One of the late-night discussions I have had with fans is how and why DND took so darn long to make it to TV or film. In Chicago I knew actors and writers who played DND, but it didn't hold the same grip on them as it did for my geek friends. The result is DND left the tabletop via the fandom, inspired imagination, and elbow grease of the geek. Nethack, cartridges by Coleco and Atari, Telengard, the sometimes inspired SSI line of games, Ultima, Wizardry, Might and Magic ... any of these trip a nostalgia burst? Anyone remember being stunned by the vastness of Daggerfall? For those less ancient than I am, how may of you remember losing hours upon hours in some MUD, or discovering Everquest or World of Warcraft for the fist time? Anyone here have dawn sneak up on them will playing Final Fantasy? Whacking your way through the excellent Baldur's Gate: Dark Alliance series with a friend? Geeks had taken the idea of DND, its core, polished and served it up in such a way that it was accessible to miliions of people, far beyond the scope of the tabletop game.

Somewhere along the way, the geek-view of DND diverged significantly from the tabletop game. How classes are supposed to be arranged, how magic is supposed to work, what racial restrictions meant and how firm they were... a myriad evolutionary details. Geek-DND evolved into a different species than tabletop-DND. This point was repeatedly hammered home to me when I would try to DM or play with some of my coworkers on my more recent projects. Bottom line, they loved the idea of the tabletop game, and didn't care for its execution. The Vance-ian magic system was routinely declared broken, character options for most classes were seen as too limited, most classes were not seen as viable until at least 3rd level. The Mother Country of all character-based games was seen as so dilapidated and player-hostile that is wasn't even worth a visit. I could nudge some of them back to the table with a system like Savage Worlds. But DND was no longer a prime geek pastime. Their hobbies had evolved, and the game had not.

Enter DND 4E. I was so excited when I heard about the changes being made. This is what my co-workers had been asking for. It promises to be an edition of DND that took some of the hard-won lessons of 30-years of geek-driven changes, and brings them back to the tabletop. Is it a significant departure from all previous editions? Sure looks like it. Will the changes cause problems with the fans. Probably, but the soul of the game remains, and the execution seems so much more in line with what geeks have been doing with DND for the past two decades. For the first time in more than ten years I can see this game being embraced by the geek core, who can evangelize folks as they did 25 years ago. The game should be more accessible, more familiar to players of console and MMORPGs.

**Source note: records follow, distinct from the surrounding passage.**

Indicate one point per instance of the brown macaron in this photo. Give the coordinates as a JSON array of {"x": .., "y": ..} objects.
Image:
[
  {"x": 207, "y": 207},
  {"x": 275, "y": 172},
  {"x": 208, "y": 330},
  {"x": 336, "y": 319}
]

And Gary Gygax? First ... I am really going to miss him. He was a hero to me, a hero who loomed large because I worked so hard to emulate him. My career, my professional dreams would have not, could have not, existed except for his inspired invention. Just knowing that Gary was out there inspired me a little, let me hope a little. Now my hope, and belief, is DND 4E is the true and rightful heir to the game he and Dave Arneson birthed nearly 35 years ago, ready to entice and excite new generations of players. His legacy will live on.

So the King is dead. Long live the King.